There is nothing worse than going on a trip with people and feeling like you missed out because no-one wanted to go with you and you were forced to do something else instead (my pet peeve is shopping). But the great thing about going it alone is I can do whatever I want. Maybe I fancy a massive lie-in, maybe I want to hike for hours or maybe I want to take a weaving class. Either way it doesn’t matter- I can do it all because it is my decision alone!
Solo travel is social
Humans are naturally social animals. No matter how much of an introvert you are, at some point you need to escape your own personal cocoon and talk to someone about your day. Put a whole bunch of solo travellers together in a hostel and what do you get?!? Friendship.
One of the best things about solo travellers is the fact that most people want to form some sort of connection with others. There isn’t the stigma of talking to strangers that you face a lot nowadays (talk to a stranger on the tube, see what happens!). And let’s face it, this kind of attitude can make modern life really lonely.
Solo travel to me has always felt almost like the freshers period in university , where introducing yourself to someone out of the blue isn’t the weirdest thing you can do. It all feel kind of liberating. People have their guard down and actively want to chat. As someone who wants to hear about how other people live their life, this is one of my favourite elements of solo travel.
Being alone doesn’t have to be lonely
Having said that, sometime the most valuable social time is with yourself. By this I mean truly checking in on yourself and your feelings. Especially in the 21st century filled with smart phones and instant gratification it is so easy to just distract yourself and, therefore, distance yourself from anything you are going through.
However the real pesky thing about emotions is you have to deal with them, they wont just magically disappear.
The famous saying ‘No matter where you go, you cannot run from yourself’ is no truer than when backpacking solo. You can go to the most beautiful places on earth, but if you feel sad, no amount of scenary or atmosphere will change that. Sometimes it takes being alone for an extended period of time to sit in our feelings and really begin to confront what we are going through, no matter how painful that may be.
Solo travelling truly can be like therapy.
But… it’s not all sunshine and rainbows
I am not going to sit here and tell you every second of backpacking alone is glorious.
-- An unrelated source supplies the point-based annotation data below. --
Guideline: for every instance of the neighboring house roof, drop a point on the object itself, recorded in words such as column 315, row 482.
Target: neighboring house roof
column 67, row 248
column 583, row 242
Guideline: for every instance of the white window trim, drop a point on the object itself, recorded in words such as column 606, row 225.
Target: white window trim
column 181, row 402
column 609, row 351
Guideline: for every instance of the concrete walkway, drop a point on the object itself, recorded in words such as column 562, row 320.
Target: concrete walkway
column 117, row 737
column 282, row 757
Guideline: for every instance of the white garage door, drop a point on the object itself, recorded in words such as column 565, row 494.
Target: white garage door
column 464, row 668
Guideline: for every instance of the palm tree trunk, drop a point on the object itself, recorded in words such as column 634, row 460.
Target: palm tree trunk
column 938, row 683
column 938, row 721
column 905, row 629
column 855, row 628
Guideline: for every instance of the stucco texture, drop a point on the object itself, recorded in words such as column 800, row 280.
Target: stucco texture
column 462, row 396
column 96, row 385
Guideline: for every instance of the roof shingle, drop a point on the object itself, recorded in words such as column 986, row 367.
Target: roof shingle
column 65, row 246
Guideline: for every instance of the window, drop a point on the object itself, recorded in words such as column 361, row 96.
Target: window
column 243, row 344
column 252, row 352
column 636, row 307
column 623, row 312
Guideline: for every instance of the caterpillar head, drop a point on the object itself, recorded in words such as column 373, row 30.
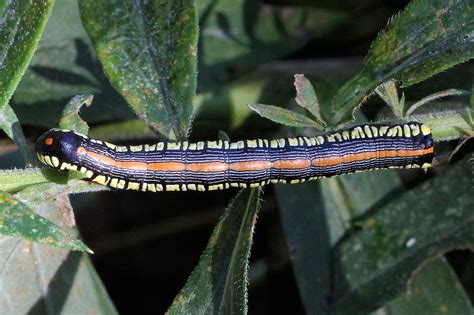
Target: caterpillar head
column 57, row 146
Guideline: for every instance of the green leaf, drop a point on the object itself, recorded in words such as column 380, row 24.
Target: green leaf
column 219, row 282
column 17, row 220
column 43, row 279
column 316, row 215
column 447, row 124
column 21, row 26
column 433, row 289
column 70, row 118
column 63, row 66
column 238, row 36
column 307, row 231
column 149, row 53
column 18, row 179
column 284, row 116
column 427, row 37
column 435, row 96
column 389, row 93
column 306, row 96
column 373, row 264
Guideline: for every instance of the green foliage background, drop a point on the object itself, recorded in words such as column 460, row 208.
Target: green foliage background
column 358, row 244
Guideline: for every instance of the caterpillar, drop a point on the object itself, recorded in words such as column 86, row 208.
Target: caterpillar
column 214, row 165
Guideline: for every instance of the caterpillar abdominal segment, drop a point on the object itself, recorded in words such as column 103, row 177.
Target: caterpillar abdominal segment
column 213, row 165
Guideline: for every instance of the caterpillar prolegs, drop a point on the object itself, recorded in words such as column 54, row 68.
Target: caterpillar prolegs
column 213, row 165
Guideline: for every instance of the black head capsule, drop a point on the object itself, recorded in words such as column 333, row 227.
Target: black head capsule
column 56, row 147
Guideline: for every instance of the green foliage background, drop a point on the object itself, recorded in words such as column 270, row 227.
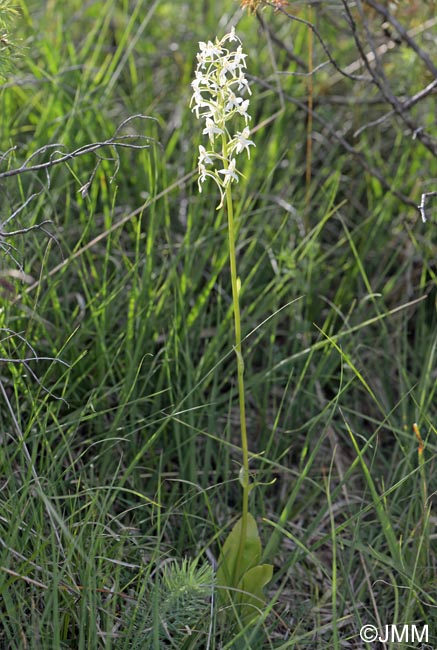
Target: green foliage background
column 127, row 459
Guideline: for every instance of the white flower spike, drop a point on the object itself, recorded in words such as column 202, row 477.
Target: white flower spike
column 217, row 98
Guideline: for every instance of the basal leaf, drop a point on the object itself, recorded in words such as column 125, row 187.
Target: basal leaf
column 251, row 555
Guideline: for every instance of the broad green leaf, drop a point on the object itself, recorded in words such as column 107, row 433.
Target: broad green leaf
column 251, row 597
column 250, row 557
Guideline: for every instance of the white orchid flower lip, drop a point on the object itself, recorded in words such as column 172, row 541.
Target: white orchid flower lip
column 218, row 88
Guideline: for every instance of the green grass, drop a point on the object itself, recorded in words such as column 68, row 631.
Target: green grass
column 119, row 453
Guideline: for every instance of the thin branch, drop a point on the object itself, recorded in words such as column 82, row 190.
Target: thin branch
column 422, row 204
column 116, row 141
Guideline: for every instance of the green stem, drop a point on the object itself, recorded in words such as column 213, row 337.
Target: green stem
column 240, row 371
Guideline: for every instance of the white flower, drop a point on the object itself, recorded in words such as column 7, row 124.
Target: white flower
column 240, row 141
column 217, row 87
column 211, row 130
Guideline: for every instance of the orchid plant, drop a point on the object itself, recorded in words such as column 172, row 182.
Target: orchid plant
column 219, row 89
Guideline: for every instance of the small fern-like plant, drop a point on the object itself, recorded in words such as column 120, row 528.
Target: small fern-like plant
column 218, row 89
column 175, row 608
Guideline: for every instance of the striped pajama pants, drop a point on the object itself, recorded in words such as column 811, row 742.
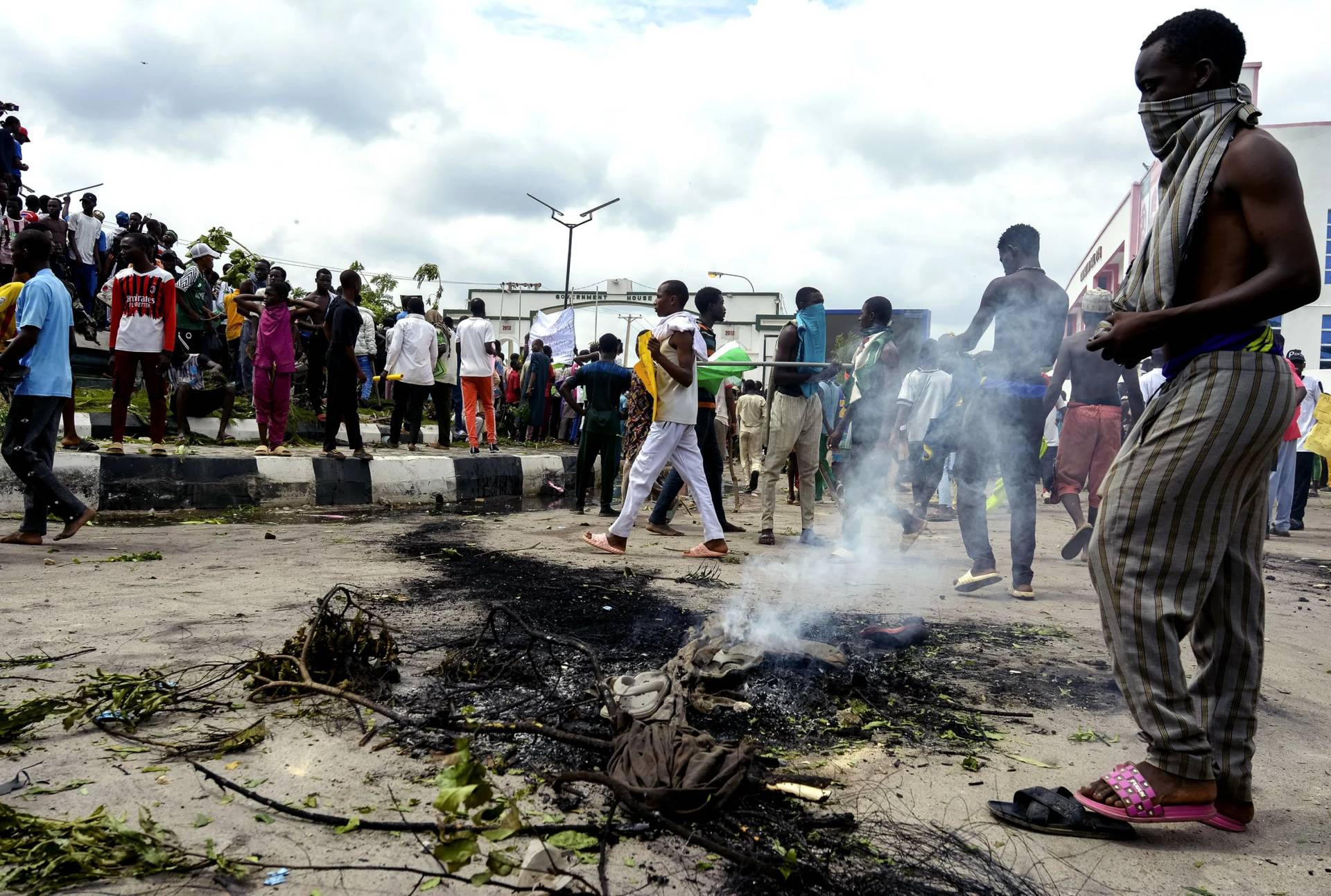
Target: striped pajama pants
column 1178, row 552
Sometime it can be incredibly lonely. We all have days where all we want is a hug from our mum and dad (I know I do) and being alone in times like that is truly shit. As much as you can form a connection with new people sometimes what is truly valuable is talking with someone who truly understands you. I am just thankful that I have such valuable people in my life to miss. So thank you god for skype!
And lastly, you know what, taking that leap of faith is fricking scary! If it wasn’t everyone would do it. You think about worst case scenarios but maybe situations like this are the best time to be proved wrong. Often on days where I’ve felt the shittiest, life has came and surprised me and I have encountered some of the nicest and most caring people who performed genuine acts of kindness. Moments like this feel like the universe is bringing me back to my feet after a fall. Never underestimate the power of humanity.
My final thoughts for today kids…
I hope this blog has served as some sort of encouragement for anyone out there thinking about travelling alone. Ultimately, we can’t sit and let life pass us by. Life is to be lived, so take the plunge and go travelling today (even AND especially if that means you go it alone!)